4. A method for calibrating and processing a three-dimensional point cloud for rail detection according to claim 3, wherein,
the method for determining the corresponding target area in the point cloud three-dimensional image as the steel rail detection calibration area according to the target coordinate acquisition interval, detecting and judging three-dimensional coordinates of all points in the steel rail detection calibration area according to standard detection information, and determining the abnormal area in the steel rail detection calibration area comprises the following steps:
respectively comparing X-axis coordinates in the three-dimensional coordinates of all points in the three-dimensional image of the point cloud with a target coordinate acquisition interval, and determining the three-dimensional coordinates of the points with the X-axis coordinates in the target coordinate acquisition interval as target points;
Counting a target area formed by a target point corresponding to positive X-axis coordinates as a positive rail detection calibration area, and counting a target area formed by a target point corresponding to negative X-axis coordinates as a negative rail detection calibration area;
and retrieving standard detection information corresponding to the steel rail, determining Z-axis coordinates of all target points in the steel rail detection calibration area, comparing the Z-axis coordinates with the standard detection information to carry out detection judgment, and determining an abnormal area in the steel rail detection calibration area.

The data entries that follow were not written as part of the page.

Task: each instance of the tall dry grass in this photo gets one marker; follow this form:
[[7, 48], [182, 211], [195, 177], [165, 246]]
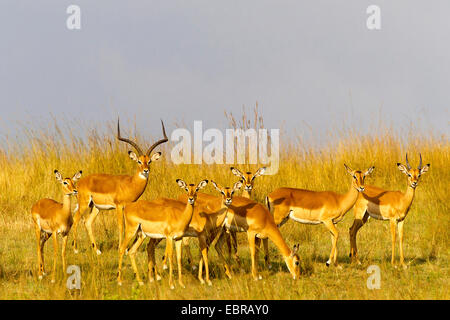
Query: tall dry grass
[[26, 175]]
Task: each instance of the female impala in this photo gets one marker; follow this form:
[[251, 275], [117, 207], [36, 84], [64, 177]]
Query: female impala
[[387, 205], [207, 222], [245, 215], [161, 218], [106, 192], [249, 180], [312, 207], [51, 217]]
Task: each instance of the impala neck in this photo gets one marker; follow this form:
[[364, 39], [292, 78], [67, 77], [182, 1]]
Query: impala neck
[[408, 197], [186, 217], [246, 194], [349, 198], [222, 214], [67, 203], [139, 181]]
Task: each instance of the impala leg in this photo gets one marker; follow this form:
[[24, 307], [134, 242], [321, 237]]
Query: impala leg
[[334, 238], [393, 224], [266, 253], [251, 242], [129, 234], [400, 237], [188, 253], [233, 237], [88, 223], [204, 250], [179, 249], [44, 236], [38, 249], [151, 260], [169, 245], [360, 220], [55, 256], [76, 219], [218, 247], [119, 213], [165, 258], [63, 251], [132, 254]]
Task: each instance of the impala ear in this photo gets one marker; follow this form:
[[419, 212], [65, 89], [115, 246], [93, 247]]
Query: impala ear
[[237, 185], [218, 188], [425, 168], [236, 172], [77, 176], [181, 184], [133, 156], [258, 173], [402, 168], [156, 156], [58, 176], [202, 184], [349, 170], [369, 171]]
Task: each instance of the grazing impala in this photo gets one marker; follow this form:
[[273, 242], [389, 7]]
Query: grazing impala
[[245, 215], [106, 191], [51, 217], [312, 207], [208, 219], [387, 205], [249, 180], [158, 219]]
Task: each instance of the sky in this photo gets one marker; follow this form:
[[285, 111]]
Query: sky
[[311, 65]]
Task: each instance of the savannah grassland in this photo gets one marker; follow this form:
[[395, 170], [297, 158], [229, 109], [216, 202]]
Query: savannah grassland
[[26, 175]]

5. The method for three-dimensional point cloud calibration processing for steel rail detection according to claim 4, wherein,
the step of retrieving standard detection information corresponding to the steel rail, determining Z-axis coordinates of all target points in a steel rail detection calibration area, comparing the Z-axis coordinates with the standard detection information for detection and judgment, and determining an abnormal area in the steel rail detection calibration area, comprises the following steps:
comparing the Z-axis coordinate of each target point with the standard Z-axis coordinate in the standard detection information to obtain a Z-axis coordinate difference value, and judging the target point corresponding to the corresponding Z-axis coordinate as an abnormal target point if the Z-axis coordinate difference value is larger than a preset coordinate difference value;
If the Z-axis coordinate difference value is smaller than or equal to the preset coordinate difference value, judging the target point corresponding to the corresponding Z-axis coordinate as a normal target point;
calculating the distance between any two abnormal target points to obtain the distance between the target points, and classifying all the abnormal target points with the distance between the target points smaller than the preset distance between the target points into the same abnormal area.
6. The method for three-dimensional point cloud calibration processing for rail detection according to claim 5, wherein before determining a corresponding target area in the point cloud three-dimensional image according to the target coordinate acquisition interval as a rail detection calibration area, detecting and judging three-dimensional coordinates of all points in the rail detection calibration area according to standard detection information, and determining an abnormal area in the rail detection calibration area, further comprises:
acquiring preset widths of inclined surfaces on two sides of a steel rail, and respectively determining coordinate points in the corresponding positive direction and negative direction by taking positive starting X point coordinates and negative starting X point coordinates as starting points according to the preset widths to obtain first positive X point removing coordinates and first negative X point removing coordinates;
respectively determining coordinate points in the corresponding negative direction and positive direction by taking the positive termination X point coordinate and the negative termination X point coordinate as starting points according to the preset width to obtain a second positive removal X point coordinate and a second negative removal X point coordinate;
And counting all X-axis coordinate points of the first positive removal X-point coordinates and the second positive removal X-point coordinates to obtain positive X-axis coordinate intervals, counting all X-axis coordinate points of the first negative removal X-point coordinates and the second negative removal X-point coordinates to obtain negative X-axis coordinate intervals, and obtaining a target coordinate acquisition interval according to the positive X-axis coordinate intervals and the negative X-axis coordinate intervals.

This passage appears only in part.